Now it wants the diner out.
In April, the company filed suit against the S&S, saying the diner’s lease had expired at the end of 2014 and that Elbaz had refused to move out when told his month-to-month lease would not be renewed in March. Elbaz is fighting those claims in court.
Elbaz was to make a payment on his rent while the judge reviewed the case. But he said he was out of town and attempted to pay a day late and that the owners refused payment and moved to evict the diner.
“We are being treated with no respect,” Elbaz said.
17th and Second may not own the S&S building for much longer. The company has agreed to sell it and other neighboring properties it owns for $33 million, according to the Real Deal. That sale is set to close next July, restaurant manager Maria Linares said.
Miami’s Omni area has seen a wave of investment as commercial and residential developers launch projects, leading to higher land prices and rents. It’s not clear what plans the new would-be owner, Israel-based ASRR Capital, has for the site, the Real Deal reported. Zoing would allow for commercial, residential and retail development.
S&S Diner is a time capsule for Depression-era Miami. Color-tinted Art Deco glass lines the facade of the tiny restaurant, which has 23 stools around a horseshoe counter where the scents of fresh cherry pie and home cooking still waft.
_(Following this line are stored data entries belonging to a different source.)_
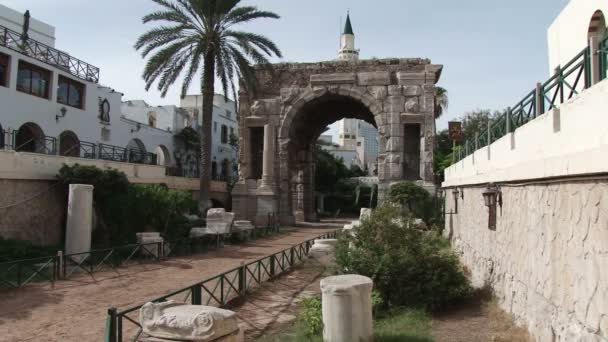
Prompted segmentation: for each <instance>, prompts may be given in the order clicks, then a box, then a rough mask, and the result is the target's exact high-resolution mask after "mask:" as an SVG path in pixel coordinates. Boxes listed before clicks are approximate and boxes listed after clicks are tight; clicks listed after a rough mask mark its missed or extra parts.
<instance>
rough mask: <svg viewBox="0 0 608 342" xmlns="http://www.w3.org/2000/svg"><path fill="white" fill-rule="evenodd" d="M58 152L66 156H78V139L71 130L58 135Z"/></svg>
mask: <svg viewBox="0 0 608 342" xmlns="http://www.w3.org/2000/svg"><path fill="white" fill-rule="evenodd" d="M59 154H60V155H62V156H66V157H80V139H78V136H77V135H76V133H74V132H72V131H63V132H62V133H61V134H60V135H59Z"/></svg>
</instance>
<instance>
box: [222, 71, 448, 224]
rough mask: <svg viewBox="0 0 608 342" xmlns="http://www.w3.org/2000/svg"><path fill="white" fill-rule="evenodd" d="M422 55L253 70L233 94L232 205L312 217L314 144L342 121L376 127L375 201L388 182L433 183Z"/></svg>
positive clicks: (259, 212) (430, 142) (295, 220)
mask: <svg viewBox="0 0 608 342" xmlns="http://www.w3.org/2000/svg"><path fill="white" fill-rule="evenodd" d="M441 70H442V66H441V65H436V64H431V62H430V61H429V60H427V59H382V60H376V59H374V60H362V61H355V62H343V61H332V62H320V63H303V64H300V63H286V64H275V65H273V68H272V70H270V69H268V68H265V67H258V68H257V69H256V73H257V79H258V83H257V86H256V87H255V89H256V91H255V95H254V92H245V91H242V92H241V93H240V94H239V99H240V104H241V109H240V117H239V126H240V127H239V128H240V132H241V137H240V150H239V181H238V183H237V184H236V186H235V188H234V190H233V210H234V212H235V213H236V214H237V216H239V218H240V219H247V220H252V221H255V222H256V223H257V224H265V223H266V220H267V217H268V213H271V212H276V213H279V217H280V221H281V223H282V224H293V223H294V221H296V220H297V221H314V220H315V219H316V212H315V206H314V177H315V173H314V162H313V151H314V145H315V143H316V141H317V139H318V138H319V136H320V134H321V133H322V132H323V131H324V130H325V129H326V127H327V126H328V125H330V124H332V123H333V122H335V121H338V120H340V119H343V118H356V119H361V120H364V121H366V122H368V123H370V124H372V125H374V126H375V127H377V128H378V132H379V141H378V143H379V157H378V178H379V198H380V200H382V198H383V196H384V194H385V193H386V191H387V189H388V187H389V186H390V184H391V183H392V182H396V181H401V180H412V181H418V182H420V183H422V184H423V185H429V186H432V184H433V178H434V175H433V144H434V134H435V84H436V83H437V81H438V80H439V77H440V76H441Z"/></svg>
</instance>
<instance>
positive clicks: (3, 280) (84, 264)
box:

Its design was typical of Depression-era design and is so rare it was placed on the National Register of Historic Places in 1998.
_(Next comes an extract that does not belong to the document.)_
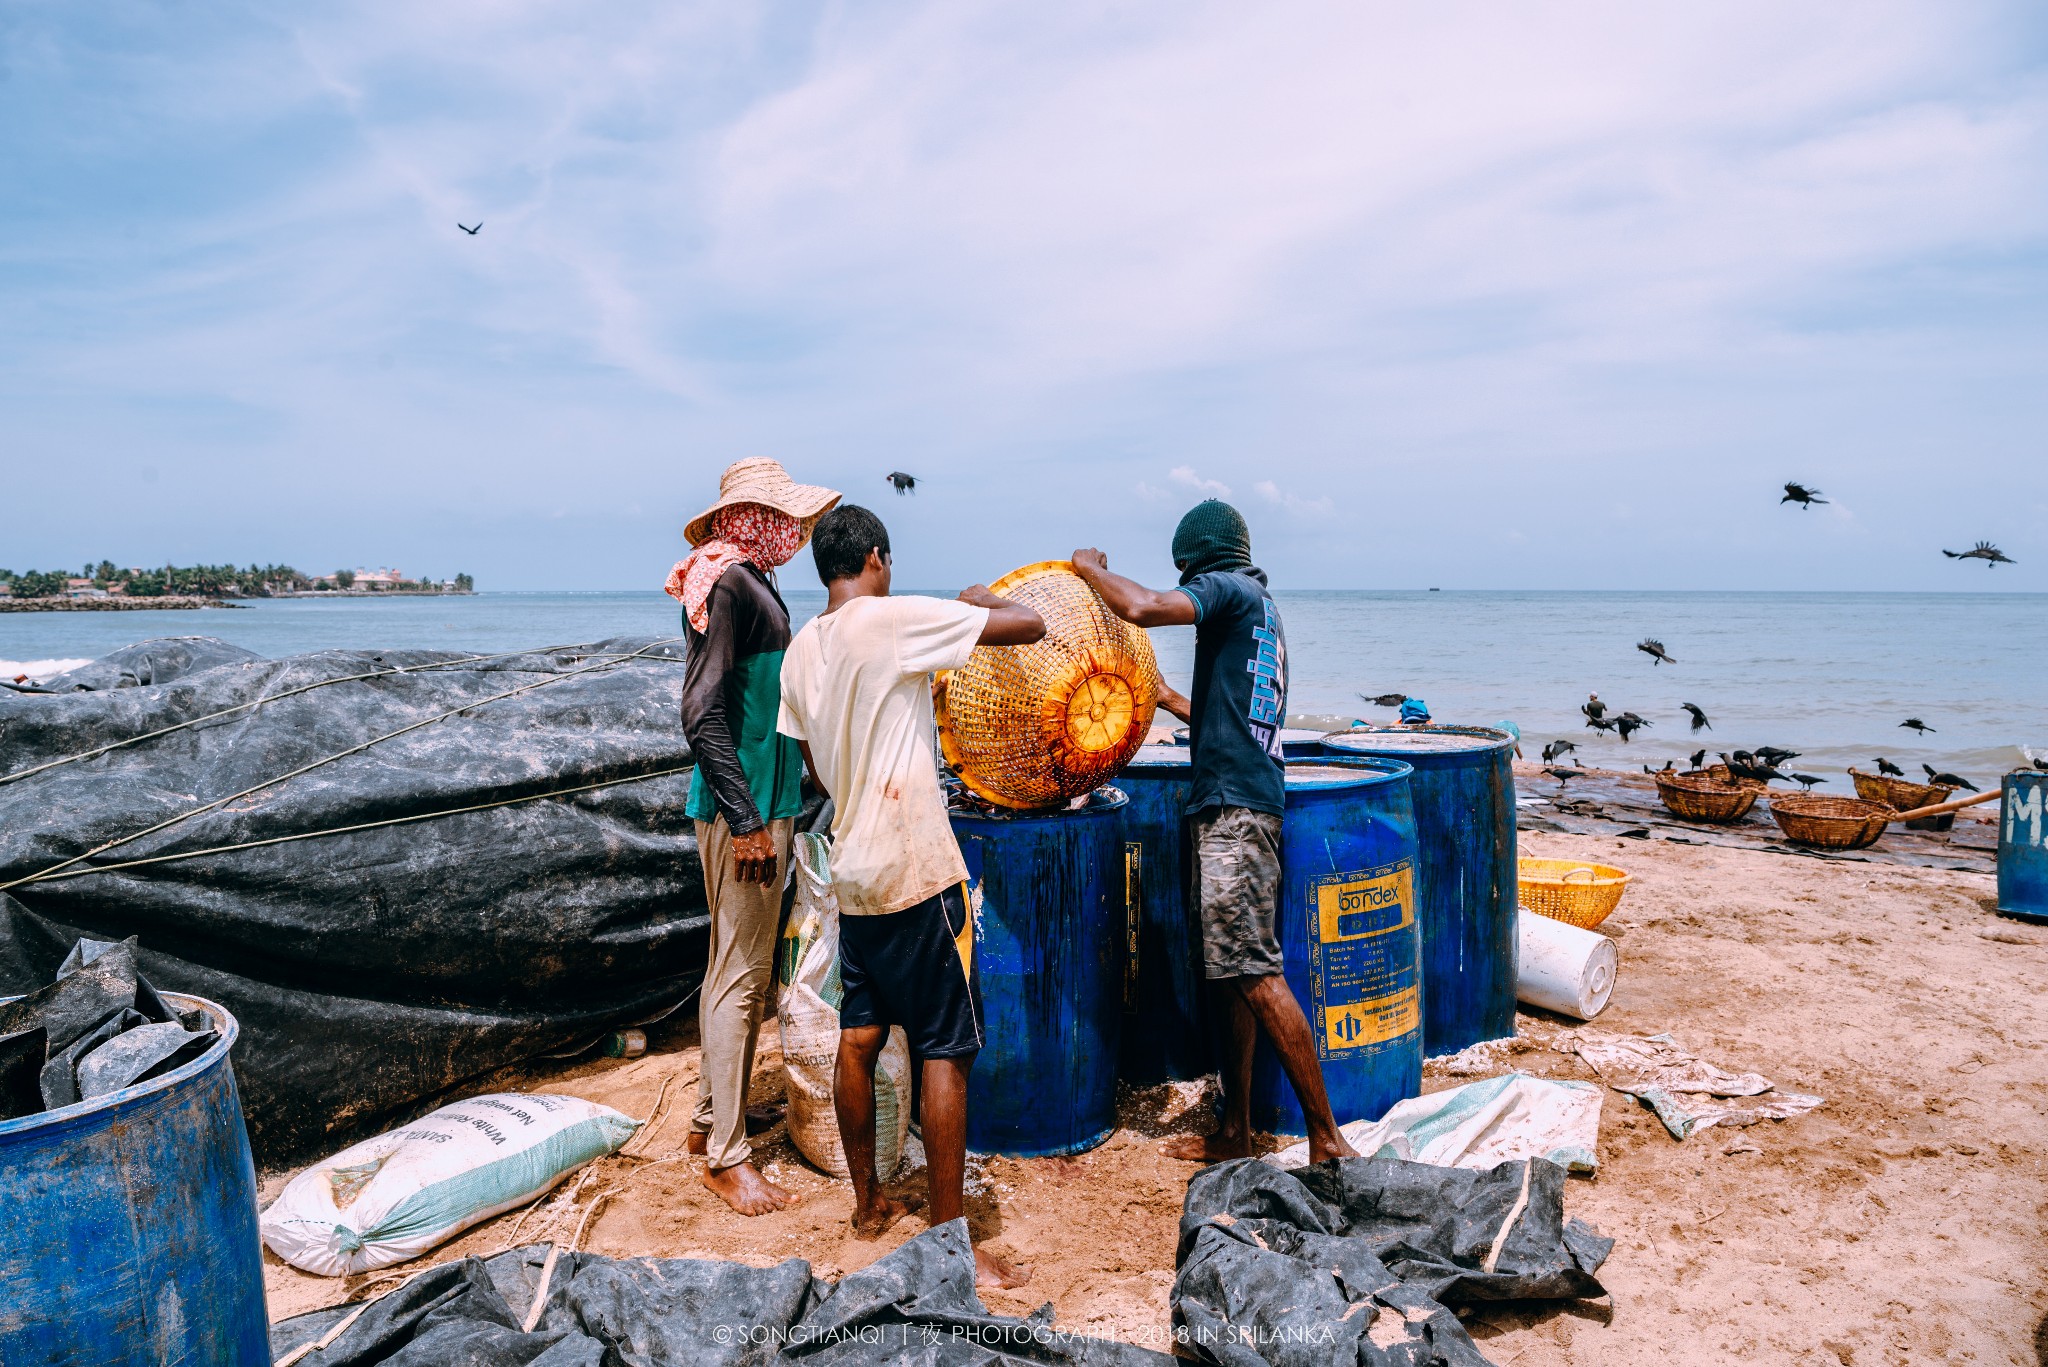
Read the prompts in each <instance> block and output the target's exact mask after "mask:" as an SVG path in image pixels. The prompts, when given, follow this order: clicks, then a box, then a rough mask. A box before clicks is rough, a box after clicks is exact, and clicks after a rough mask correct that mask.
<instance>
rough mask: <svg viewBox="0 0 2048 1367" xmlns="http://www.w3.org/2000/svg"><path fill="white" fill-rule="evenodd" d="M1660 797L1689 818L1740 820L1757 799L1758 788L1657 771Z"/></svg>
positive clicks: (1748, 812) (1719, 821) (1713, 819)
The city of Miami’s Historic and Environmental Preservation Board went a step further in 2003 and conferred its own historic legal protection on it to ensure it would not be demolished and the facade preserved for generations to come. Anyone wanting to develop the building would at least have to maintain the restaurant’s facade.
Elbaz also was the original owner of the S&S Diner South, which is also being forced out of its location after the current owner couldn’t agree on a new lease. (Elbaz sold his stake in that business in 2009.) His sole focus has been the original S&S Diner, which now faces an uncertain future.
“I love this place,” said Elbaz, a Canadian-born Miami resident of the last 23 years. “We want to continue the tradition here.”